July 5 Lecture – Mega Floods & Mega Droughts

1955 Flood at Miller and Evergreen, Mill Valley | photo courtesy MVHS | post by Jenny Stein

This past winter was a particularly wet one, providing much-needed relief from the previous year’s drought conditions. As if on a giant cosmic see-saw, the extra rain tipped us in the opposite direction, and brought to the fore another issue—namely increased flooding due to sea level rise. A Mill Valley Historical Society lecture, as part of the Mill Valley Library’s First Wednesday Speaker Series, will be of interest to anyone curious about this topic. This is a unique opportunity to step back in time and to understand our neighboring areas from a historical perspective: long-term problems and patterns of flooding, works previously undertaken to abate the problem, and perhaps a view into the future.

WHAT: First Wednesday Speaker Series—Mega Floods & Mega Droughts:  A Long-term History of Climate Change in California—Lynn Ingram and Dr. Frances Malamud-Roam
WHERE & WHEN: July 5, Mill Valley Library, 7-9 PM

Flooding often occurs in Mill Valley when it rains a lot, when the tide is high, and when both occur at the same time. Historically, flooding has at times extended up Miller Ave. to the Locust commercial area and beyond as well as into the residential neighborhoods of Sycamore Park and Tamalpais Park.

Major floods occurred in 1925, 1935, 1945, 1955, 1965, and 2005. The Miller Avenue Streetscape Project should alleviate flooding in the Locust commercial area. A culvert has been installed for drainage directly to Reed Creek. An unusually severe flood occurred on January 4, 1982 when 12 inches of rain fell in 14 hours. At Tam High, floodwater was several feet deep.

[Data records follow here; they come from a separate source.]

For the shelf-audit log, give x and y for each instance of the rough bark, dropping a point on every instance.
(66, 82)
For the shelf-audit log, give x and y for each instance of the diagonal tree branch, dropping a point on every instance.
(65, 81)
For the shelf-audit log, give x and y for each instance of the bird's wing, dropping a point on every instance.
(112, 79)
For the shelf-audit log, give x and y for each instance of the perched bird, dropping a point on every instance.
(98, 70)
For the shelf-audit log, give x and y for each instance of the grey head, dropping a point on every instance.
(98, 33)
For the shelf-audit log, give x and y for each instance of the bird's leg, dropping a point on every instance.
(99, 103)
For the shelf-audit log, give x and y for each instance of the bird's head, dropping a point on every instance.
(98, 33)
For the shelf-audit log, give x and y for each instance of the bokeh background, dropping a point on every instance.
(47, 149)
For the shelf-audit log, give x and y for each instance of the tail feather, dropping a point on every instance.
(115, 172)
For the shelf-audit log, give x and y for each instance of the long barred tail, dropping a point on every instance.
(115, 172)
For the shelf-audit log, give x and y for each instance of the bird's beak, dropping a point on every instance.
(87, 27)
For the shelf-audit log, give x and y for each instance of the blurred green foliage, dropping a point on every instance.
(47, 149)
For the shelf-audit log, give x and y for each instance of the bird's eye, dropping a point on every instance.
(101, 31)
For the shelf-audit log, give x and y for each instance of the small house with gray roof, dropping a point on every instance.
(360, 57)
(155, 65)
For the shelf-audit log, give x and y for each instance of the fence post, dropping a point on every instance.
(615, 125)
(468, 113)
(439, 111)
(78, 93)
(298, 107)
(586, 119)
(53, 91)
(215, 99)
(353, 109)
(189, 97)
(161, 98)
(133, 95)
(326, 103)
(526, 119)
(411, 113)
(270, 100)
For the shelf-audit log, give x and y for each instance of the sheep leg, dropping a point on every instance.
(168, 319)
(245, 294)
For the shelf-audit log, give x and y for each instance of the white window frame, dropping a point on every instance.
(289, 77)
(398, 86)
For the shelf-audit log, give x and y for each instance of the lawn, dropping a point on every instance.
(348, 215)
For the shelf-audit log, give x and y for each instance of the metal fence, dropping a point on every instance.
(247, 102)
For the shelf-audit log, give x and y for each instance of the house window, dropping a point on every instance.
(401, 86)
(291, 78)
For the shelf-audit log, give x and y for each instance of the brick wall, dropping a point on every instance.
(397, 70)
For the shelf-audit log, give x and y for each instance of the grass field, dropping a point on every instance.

During the winter of 2016/2017, king tides (7 ft. or more) caused periodic flooding near Tam High, and more frequently at Manzanita. Flooding frequency is expected to increase with sea level rise. The current rate of sea level rise is roughly double that of the pre-1992 rate. By the year 2100, it is projected that the sea level will have risen between one and four feet. Adaptation will be expensive. Flooding studies are underway by the County and the City.